山崎富栄の境遇
出典: フリー百科事典『ウィキペディア(Wikipedia)』 (2022/05/16 03:07 UTC 版)
太宰治と心中した山崎富栄の父、山崎晴弘は日本初の美容学校である東京婦人美髪美容学校、後のお茶の水美容学校の創始者であった。山崎富栄は次女であったが、長女が早く亡くなったことと、学業等が優秀であったため、美容学校の後継者として美容の基礎技術を教え込まれた。山崎晴弘は銀座の松屋前にオリンピア美容室を開業し、山崎富栄はオリンピア美容室の経営に携わるようになった。 1944年11月、山崎富栄は三井物産社員の奥名修一と結婚する。奥名は結婚後まもなくフィリピンのマニラ支店に転勤となった。夫とともにマニラへ赴任する予定であったが、飛行機の座席の都合でまずは夫のみがマニラへ向かい、山崎富栄は後で現地に向かうことになった。しかし戦況が急激に悪化したため、奥名修一はマニラ到着直後に召集を受け、まもなく戦死する。
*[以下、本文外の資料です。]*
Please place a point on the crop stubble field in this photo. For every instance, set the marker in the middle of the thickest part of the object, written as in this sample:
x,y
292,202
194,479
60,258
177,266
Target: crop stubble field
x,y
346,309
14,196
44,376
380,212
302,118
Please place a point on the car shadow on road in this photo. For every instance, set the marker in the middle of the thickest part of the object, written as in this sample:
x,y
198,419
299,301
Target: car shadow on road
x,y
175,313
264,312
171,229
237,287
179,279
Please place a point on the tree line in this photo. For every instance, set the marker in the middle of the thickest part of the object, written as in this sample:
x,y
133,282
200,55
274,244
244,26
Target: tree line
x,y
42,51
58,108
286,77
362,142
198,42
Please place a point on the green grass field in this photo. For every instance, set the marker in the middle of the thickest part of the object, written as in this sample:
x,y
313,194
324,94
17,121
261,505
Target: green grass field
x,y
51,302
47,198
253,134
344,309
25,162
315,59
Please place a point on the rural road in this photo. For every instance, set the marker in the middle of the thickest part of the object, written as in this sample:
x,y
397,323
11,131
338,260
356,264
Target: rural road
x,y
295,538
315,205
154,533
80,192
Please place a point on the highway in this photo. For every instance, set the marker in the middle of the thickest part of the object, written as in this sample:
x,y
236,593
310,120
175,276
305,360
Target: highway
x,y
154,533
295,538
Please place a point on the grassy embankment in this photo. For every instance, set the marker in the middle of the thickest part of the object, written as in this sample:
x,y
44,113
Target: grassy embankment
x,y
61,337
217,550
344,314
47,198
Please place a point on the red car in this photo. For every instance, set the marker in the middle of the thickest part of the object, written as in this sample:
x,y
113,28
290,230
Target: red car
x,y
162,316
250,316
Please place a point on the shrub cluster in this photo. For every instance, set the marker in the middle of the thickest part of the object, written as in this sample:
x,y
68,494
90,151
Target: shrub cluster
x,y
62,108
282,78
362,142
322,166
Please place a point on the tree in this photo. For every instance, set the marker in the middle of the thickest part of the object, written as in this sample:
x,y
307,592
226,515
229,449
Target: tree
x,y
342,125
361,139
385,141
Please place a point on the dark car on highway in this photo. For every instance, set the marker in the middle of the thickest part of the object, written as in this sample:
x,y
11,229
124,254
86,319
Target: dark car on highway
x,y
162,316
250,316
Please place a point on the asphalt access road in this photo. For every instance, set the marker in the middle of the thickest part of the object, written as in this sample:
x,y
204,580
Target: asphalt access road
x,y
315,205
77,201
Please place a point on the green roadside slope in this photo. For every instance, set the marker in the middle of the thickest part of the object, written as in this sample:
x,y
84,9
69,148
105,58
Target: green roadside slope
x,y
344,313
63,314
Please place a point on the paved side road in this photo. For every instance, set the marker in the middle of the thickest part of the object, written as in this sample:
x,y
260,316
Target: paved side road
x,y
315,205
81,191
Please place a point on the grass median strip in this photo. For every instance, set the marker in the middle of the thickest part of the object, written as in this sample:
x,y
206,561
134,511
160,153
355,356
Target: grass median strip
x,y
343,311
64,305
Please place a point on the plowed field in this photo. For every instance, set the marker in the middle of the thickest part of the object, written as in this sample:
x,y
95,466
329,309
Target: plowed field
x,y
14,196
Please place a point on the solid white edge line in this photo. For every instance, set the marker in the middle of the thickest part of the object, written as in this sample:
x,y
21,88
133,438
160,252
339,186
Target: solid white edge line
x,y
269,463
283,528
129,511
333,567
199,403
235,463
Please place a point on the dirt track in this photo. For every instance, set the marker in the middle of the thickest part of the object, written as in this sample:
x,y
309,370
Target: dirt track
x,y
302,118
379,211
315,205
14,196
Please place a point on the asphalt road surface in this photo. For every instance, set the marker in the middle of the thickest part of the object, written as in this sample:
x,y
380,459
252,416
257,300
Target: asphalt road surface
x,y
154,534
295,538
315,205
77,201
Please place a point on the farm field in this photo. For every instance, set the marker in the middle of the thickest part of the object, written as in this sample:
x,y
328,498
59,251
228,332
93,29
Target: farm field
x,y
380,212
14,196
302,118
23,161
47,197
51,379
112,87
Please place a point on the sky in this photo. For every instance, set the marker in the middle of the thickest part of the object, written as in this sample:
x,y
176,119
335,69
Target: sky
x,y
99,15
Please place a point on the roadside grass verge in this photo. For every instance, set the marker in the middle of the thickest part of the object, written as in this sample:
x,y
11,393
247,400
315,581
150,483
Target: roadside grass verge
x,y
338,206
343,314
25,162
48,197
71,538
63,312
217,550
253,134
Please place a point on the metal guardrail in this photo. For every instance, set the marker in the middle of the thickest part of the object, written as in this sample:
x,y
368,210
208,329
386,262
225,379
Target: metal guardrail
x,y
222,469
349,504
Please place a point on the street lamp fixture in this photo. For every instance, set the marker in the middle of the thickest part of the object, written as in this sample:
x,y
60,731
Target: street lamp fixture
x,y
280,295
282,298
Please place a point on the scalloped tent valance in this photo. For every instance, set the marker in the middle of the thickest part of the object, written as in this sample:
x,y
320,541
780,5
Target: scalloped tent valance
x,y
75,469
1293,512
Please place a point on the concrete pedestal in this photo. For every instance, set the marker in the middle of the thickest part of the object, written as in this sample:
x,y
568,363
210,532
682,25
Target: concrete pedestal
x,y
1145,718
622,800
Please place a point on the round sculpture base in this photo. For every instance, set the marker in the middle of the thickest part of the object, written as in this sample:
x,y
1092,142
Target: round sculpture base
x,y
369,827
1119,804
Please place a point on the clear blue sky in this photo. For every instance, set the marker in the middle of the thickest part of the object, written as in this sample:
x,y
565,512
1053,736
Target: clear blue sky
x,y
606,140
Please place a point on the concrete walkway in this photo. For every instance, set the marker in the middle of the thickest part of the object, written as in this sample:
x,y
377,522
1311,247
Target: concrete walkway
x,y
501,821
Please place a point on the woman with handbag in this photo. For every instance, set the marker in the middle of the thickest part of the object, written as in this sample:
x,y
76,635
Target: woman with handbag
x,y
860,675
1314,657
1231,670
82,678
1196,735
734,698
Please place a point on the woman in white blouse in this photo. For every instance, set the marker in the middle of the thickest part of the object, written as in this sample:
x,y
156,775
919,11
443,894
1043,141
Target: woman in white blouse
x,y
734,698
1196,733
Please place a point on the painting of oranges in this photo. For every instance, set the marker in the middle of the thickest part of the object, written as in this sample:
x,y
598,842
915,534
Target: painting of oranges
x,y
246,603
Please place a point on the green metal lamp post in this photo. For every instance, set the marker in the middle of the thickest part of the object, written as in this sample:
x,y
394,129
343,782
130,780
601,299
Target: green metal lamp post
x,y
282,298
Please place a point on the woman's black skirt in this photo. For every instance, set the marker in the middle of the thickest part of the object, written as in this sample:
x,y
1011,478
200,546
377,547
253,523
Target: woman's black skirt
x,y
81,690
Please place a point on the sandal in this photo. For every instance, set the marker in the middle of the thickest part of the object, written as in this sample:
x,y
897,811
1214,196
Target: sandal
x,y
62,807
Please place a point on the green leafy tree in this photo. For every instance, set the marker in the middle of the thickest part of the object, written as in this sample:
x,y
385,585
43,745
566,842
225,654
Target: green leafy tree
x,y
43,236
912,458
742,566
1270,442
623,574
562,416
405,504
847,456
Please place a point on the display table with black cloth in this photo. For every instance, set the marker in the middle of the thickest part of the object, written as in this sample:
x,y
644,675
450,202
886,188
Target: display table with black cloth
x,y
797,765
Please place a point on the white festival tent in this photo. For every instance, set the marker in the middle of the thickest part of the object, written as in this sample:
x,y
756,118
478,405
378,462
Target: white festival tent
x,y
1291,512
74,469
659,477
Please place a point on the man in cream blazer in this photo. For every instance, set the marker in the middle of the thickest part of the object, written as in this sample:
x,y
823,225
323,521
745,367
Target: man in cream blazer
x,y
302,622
夫との音信が不通になったためマニラ行きは中止となり、1945年3月の東京大空襲後、母親の実家である滋賀県に疎開する。 終戦後、1946年春に疎開先の滋賀県から戻った山崎富栄は、まず義姉とともに鎌倉市の美容院で働き出した。約半年後の1946年秋、山崎富栄はお茶の水美容学校の卒業生が経営する、三鷹駅前の美容院で働くことになった。鎌倉から三鷹へと転居する山崎富栄は、野川アヤノ宅に借間することになった。美容師として高い技術を持っていた山崎富栄は、三鷹では昼間は駅前の美容院、夜は進駐軍専用のキャバレーに併設された美容室で働き、多くの指名客を集めるようになって収入も増加した。山崎富栄は相当額の貯金をしており、父の山崎晴弘とともに戦災で焼失したお茶の水美容学校の再建を念願していた。